There has been quite a bit of debate over Palin's record on special needs children in Alaska. Early reports erroneously stated that she had cut special education funding (she hadn't, the money was moved to another line in the budget).
But skepticism abounds. For example, this attorney (also a Democrat) from Connecticut, who works with special needs children, recently posted the following on her blog:
Gov. Palin's views on this are far outdated. I have traveled to Alaska to give a speech to parents and professionals on the subject of the rights of children with special needs. I was stunned by how far behind the State was from the vast majority of the rest of the country on the education of children with disabilities... I am in regular contact with a colleague of mine who is a Parents' attorney in Alaska, who has had to fight tooth and nail for children with special needs in Alaska simply to secure them the most basic of services that we take for granted here. I for one do not want the rest of the country to use Alaska's system of educating our most vulnerable children as a paradigm.I also know of autism parents who are suing the Palin administration to get services for their children. But Palin's record is more complex than that.
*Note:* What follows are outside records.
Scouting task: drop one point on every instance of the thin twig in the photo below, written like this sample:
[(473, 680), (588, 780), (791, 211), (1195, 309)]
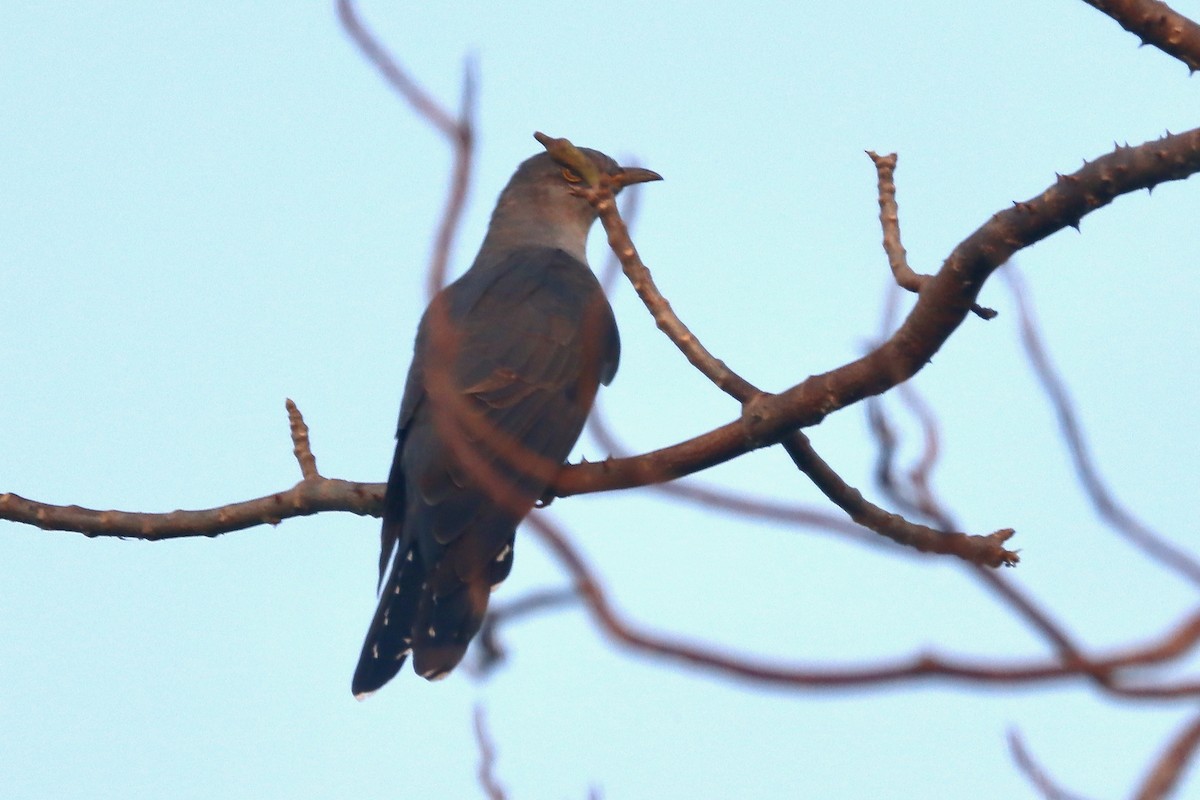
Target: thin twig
[(301, 447), (1164, 776), (1032, 770), (486, 773), (919, 667), (978, 549), (1110, 510), (889, 221), (459, 131)]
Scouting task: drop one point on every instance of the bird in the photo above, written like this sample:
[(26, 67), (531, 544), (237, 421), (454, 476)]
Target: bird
[(507, 364)]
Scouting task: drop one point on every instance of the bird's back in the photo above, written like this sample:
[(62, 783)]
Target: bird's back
[(517, 346)]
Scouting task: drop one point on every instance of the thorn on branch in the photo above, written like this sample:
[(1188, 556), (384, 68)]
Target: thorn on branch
[(301, 447), (889, 220)]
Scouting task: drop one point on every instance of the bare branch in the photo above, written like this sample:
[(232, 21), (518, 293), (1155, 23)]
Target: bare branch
[(1103, 500), (459, 131), (978, 549), (1038, 776), (940, 308), (301, 447), (1165, 774), (988, 549), (486, 758), (918, 667), (889, 220), (1157, 24), (489, 650)]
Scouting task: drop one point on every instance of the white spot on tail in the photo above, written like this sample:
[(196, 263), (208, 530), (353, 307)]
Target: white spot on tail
[(435, 674)]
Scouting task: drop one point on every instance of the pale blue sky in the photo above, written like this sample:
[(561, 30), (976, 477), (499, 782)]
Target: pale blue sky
[(204, 210)]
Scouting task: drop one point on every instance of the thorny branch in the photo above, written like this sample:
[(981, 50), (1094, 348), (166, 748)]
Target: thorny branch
[(889, 221), (978, 549), (943, 301)]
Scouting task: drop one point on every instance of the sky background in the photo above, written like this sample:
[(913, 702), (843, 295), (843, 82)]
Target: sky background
[(205, 209)]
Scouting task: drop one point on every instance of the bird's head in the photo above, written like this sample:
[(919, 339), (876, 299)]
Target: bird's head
[(543, 205)]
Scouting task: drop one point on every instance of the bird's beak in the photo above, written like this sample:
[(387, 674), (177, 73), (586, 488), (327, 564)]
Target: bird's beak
[(629, 175)]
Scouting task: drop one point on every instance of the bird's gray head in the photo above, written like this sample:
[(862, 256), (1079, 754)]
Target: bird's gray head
[(539, 205)]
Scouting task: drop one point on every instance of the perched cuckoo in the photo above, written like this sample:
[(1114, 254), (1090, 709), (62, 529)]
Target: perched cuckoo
[(507, 364)]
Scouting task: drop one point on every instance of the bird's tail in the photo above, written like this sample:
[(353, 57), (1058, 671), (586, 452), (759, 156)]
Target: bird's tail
[(390, 637)]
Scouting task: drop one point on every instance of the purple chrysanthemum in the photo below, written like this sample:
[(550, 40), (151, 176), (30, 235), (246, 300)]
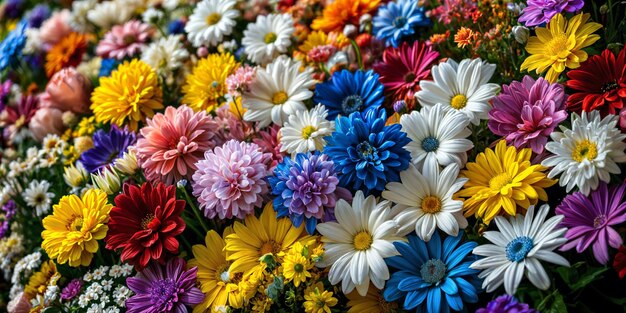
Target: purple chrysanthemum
[(506, 304), (230, 181), (164, 289), (527, 112), (538, 12), (306, 189), (72, 289), (589, 220)]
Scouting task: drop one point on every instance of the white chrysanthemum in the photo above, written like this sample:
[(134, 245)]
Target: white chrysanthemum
[(587, 153), (424, 201), (38, 197), (463, 87), (166, 54), (211, 21), (517, 249), (278, 91), (357, 243), (305, 131), (437, 136), (268, 37)]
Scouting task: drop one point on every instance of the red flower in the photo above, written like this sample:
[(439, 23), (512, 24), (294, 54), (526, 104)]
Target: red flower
[(145, 222), (599, 84)]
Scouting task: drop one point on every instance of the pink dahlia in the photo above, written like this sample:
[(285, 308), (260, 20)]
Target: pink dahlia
[(230, 181), (173, 142), (124, 40), (526, 112), (404, 67)]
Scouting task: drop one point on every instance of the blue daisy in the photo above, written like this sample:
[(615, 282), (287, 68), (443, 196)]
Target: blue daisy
[(346, 92), (432, 277), (397, 20), (366, 152)]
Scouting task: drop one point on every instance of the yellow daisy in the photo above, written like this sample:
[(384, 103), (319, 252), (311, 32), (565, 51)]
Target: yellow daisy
[(131, 92), (559, 45), (207, 83), (72, 231), (503, 179)]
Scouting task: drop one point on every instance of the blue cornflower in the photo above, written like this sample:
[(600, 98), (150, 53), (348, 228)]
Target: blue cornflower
[(107, 147), (306, 189), (348, 92), (366, 151), (397, 20), (432, 277), (11, 47)]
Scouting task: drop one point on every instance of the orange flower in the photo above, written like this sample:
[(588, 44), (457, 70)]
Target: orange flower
[(68, 52), (342, 12)]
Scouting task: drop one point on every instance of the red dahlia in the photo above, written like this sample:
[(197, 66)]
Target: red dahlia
[(599, 84), (145, 222)]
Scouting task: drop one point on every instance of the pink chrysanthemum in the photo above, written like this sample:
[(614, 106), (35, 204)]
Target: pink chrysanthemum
[(173, 142), (230, 180), (527, 112), (124, 40), (404, 67)]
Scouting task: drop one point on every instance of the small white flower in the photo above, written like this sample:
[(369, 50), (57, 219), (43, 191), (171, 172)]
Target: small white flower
[(588, 153), (518, 247), (305, 131), (211, 21), (268, 37)]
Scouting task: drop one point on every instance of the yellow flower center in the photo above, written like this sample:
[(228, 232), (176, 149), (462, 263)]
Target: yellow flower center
[(584, 150), (431, 204), (363, 240), (308, 131), (497, 182), (279, 98), (213, 18), (458, 102), (269, 38)]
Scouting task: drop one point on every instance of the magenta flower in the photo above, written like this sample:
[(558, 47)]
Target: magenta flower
[(589, 220), (527, 112), (230, 181)]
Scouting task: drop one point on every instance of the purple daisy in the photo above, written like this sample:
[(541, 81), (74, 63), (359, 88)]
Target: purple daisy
[(589, 220), (527, 112), (168, 288), (538, 12), (506, 304)]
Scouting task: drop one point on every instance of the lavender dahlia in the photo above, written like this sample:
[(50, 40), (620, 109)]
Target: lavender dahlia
[(589, 220), (306, 189), (527, 112), (164, 289)]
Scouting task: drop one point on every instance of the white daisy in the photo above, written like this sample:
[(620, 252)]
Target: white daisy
[(519, 245), (587, 153), (437, 136), (357, 243), (424, 201), (38, 197), (305, 131), (268, 37), (211, 21), (277, 92), (463, 87)]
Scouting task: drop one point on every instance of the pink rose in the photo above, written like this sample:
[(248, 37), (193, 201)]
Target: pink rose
[(46, 121), (67, 90)]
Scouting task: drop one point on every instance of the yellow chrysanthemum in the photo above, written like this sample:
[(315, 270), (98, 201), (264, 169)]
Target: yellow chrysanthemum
[(559, 45), (503, 179), (131, 92), (72, 232), (207, 82), (260, 236)]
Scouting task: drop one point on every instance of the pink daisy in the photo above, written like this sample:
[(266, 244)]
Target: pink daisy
[(124, 40), (173, 142), (230, 181)]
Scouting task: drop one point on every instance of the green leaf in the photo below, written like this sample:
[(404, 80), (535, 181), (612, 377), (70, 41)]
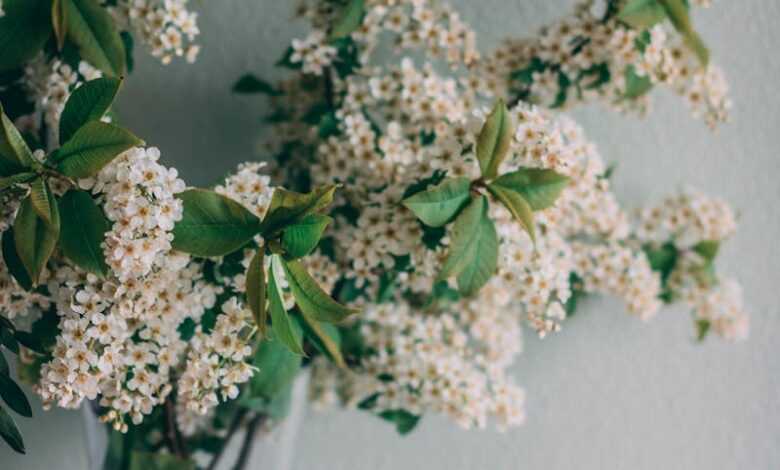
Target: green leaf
[(10, 433), (83, 231), (41, 198), (679, 16), (301, 238), (12, 261), (277, 367), (23, 31), (517, 206), (281, 322), (59, 23), (494, 140), (91, 28), (540, 188), (256, 290), (642, 14), (404, 421), (212, 224), (93, 147), (707, 249), (310, 297), (34, 238), (251, 84), (288, 207), (159, 461), (19, 178), (440, 204), (350, 20), (326, 339), (636, 86), (89, 102), (473, 251), (15, 155), (14, 397)]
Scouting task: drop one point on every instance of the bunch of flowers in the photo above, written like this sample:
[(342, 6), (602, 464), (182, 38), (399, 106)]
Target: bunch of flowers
[(411, 232)]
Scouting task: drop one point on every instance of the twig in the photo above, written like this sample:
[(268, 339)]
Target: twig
[(246, 446), (234, 426)]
In fact, in this year's budget, Governor Palin authorized a major increase in funds for "intensive needs" children, (the official Alaska term). When she came to office in 2006, according to the Anchorage Daily News, Alaska was spending just $27,000 a year per child. This year, the budget she signed increased that amount to $49,000, and in three years it will reach $74,000. (So much for spending freezes, but them again, unlike the US, Alaska is awash in cash).
The subject of "intensive needs" and autism came up in another debate as well, back when Palin was running for Governor. And it shed some light on both her ideological, as well as personal motivations. As the Anchorage Daily News reported:
Palin said she wanted to diminish the oppressive hand of government while still providing needed help. Services, the Republican candidate said, shouldn't be dictated by government; ideas should come from the bottom up. Topping her list of social and health priorities: housing, a trained work force and containing costs. She glanced at sheets of notes as she spoke. She also talked about her young nephew, who has autism, describing him as a "red-headed angel."
Most autism parents I know, including Republicans, believe that autism services should most certainly be "dictated" by government, (though they might use a more moderate word, like "mandated," or "required.") So, that statement is sure to cause a certain amount of consternation among "autism voters," if there is such a thing.
Then again, the ADN article included another quote from Palin that might raise some eyebrows among all voters.
During a gubernatorial debate in Wasilla, her hometown in the heart of the Mat-Su Valley, she had this to say:
You will have an advocate down there in Juneau, of course. Certainly people will assume that I am biased toward the Valley in the decisions I make. So be it, because I will be.
Now, some voters might interpret this to mean that Sarah Palin's decisions in Washington -- should she get there -- would be equally biased toward Alaska.
But I know a lot of parents who would be perfectly happy to see a little bias towards autism, as well.